Photo by Cory Tressler
When DelFest rolls out its four-day line up over this coming Memorial Day Weekend (May 27-30), attendees can expect to hear a variety of sounds, some of which are grounded in traditional acoustic bluegrass, some of which utilize electric tones. This is precisely the intent of the fest’s founder and namesake, Del McCoury. Sure, Del built his reputation as a player with Bill Monroe’s Blue Grass Boys, but his love for pushing the boundaries of bluegrass has made him an influence and mentor for bands from Phish to Dierks Bentley who said during a Washington, D.C. concert last week that hearing McCoury had “changed my life.”
With DelFest around the corner, we went to the founder himself to find out what’s ahead for the festival and the legendary player himself.
Q: DelFest has a great line up with a lot of bluegrass bands but also some that aren’t traditionally associated with that format. Bluegrass is very popular right now, of course, but what’s your thought behind the mix?

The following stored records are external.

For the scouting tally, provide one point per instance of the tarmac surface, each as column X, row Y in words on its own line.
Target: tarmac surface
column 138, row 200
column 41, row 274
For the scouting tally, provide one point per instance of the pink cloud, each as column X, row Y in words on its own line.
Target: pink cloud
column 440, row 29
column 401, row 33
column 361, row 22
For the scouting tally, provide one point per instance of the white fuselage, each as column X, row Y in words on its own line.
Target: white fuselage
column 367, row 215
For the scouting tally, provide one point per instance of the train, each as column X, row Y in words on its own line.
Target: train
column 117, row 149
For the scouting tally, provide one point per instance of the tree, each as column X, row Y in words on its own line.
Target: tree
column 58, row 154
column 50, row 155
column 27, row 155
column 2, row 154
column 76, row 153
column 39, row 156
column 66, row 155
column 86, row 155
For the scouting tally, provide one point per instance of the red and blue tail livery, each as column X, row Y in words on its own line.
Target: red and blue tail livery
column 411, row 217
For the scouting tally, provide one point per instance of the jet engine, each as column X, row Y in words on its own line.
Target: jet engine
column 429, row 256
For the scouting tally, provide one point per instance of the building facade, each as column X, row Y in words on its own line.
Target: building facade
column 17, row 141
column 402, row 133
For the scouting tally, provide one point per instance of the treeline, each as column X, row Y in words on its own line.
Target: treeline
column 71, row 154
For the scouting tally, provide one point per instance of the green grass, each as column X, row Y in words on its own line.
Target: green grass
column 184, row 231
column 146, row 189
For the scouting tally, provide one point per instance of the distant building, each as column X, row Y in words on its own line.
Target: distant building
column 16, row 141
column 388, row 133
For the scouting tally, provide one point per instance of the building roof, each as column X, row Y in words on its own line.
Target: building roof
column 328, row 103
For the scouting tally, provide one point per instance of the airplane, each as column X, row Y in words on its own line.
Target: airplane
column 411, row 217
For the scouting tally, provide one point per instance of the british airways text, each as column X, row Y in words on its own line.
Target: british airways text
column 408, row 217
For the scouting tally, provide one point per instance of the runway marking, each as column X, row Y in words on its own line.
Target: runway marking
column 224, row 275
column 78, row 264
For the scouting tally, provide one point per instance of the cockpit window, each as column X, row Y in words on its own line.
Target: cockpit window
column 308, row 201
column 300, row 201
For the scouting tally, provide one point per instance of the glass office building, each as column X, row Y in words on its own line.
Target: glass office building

A: I do think we do have a good line up. Bluegrass is big right now, but all music is so inter-related. I didn’t realize that when I was a kid. I thought bluegrass was the only music in the world worth anything when I was young.
I heard Earl Scruggs when I was young, in about 1950. From that that time on I wouldn’t listen to anything except bluegrass and especially Earl Scruggs. And you know, as I grew older I realized just how all this music fits together. All musicians can play together if they want to.
We just thought if we are going to have a festival we want to get different bands so fans will hear something different. They might become fans of someone they never even heard of if they hear the music at our festival.
Q: I remember you once said Bill Monroe would hear non-traditional bluegrass performances and tell the musicians he didn’t like it.
A: Oh he would. He’d say ‘Do you call that bluegrass?’ And they’d say yes, of course. And he’d say ‘Yeah I don’t like that.’ Bill was pretty opinioned and narrow minded, too. But he listened to jazz in his early years. He told me one time when I was working for him he said ‘I learn from musicians. They don’t know it, but I do.’ He would disguise it but he learned from other people.
When I was working for Bill, there weren’t many venues we could play. This promoter in North Carolina was talking to Bill about having a bluegrass festival and Bill argued with him and said that will never work. Well in 1965 this promoter had the first one just outside of Roanoke and then in 1967 they went to Northern Virginia for a weekend festival. I was one of [the first performers who played the festival] so I owe a lot to him.
That year, Bill Monroe said ‘I want my own bluegrass festival.’ So it took two years for Bill to get it through his head that a bluegrass festival would work.
Q: The festivals had to help the format.
A: It popularized the music so much. We started getting fans from Europe, the Far East, everywhere. There was a time after it grew that it leveled out for a while but it’s kept going.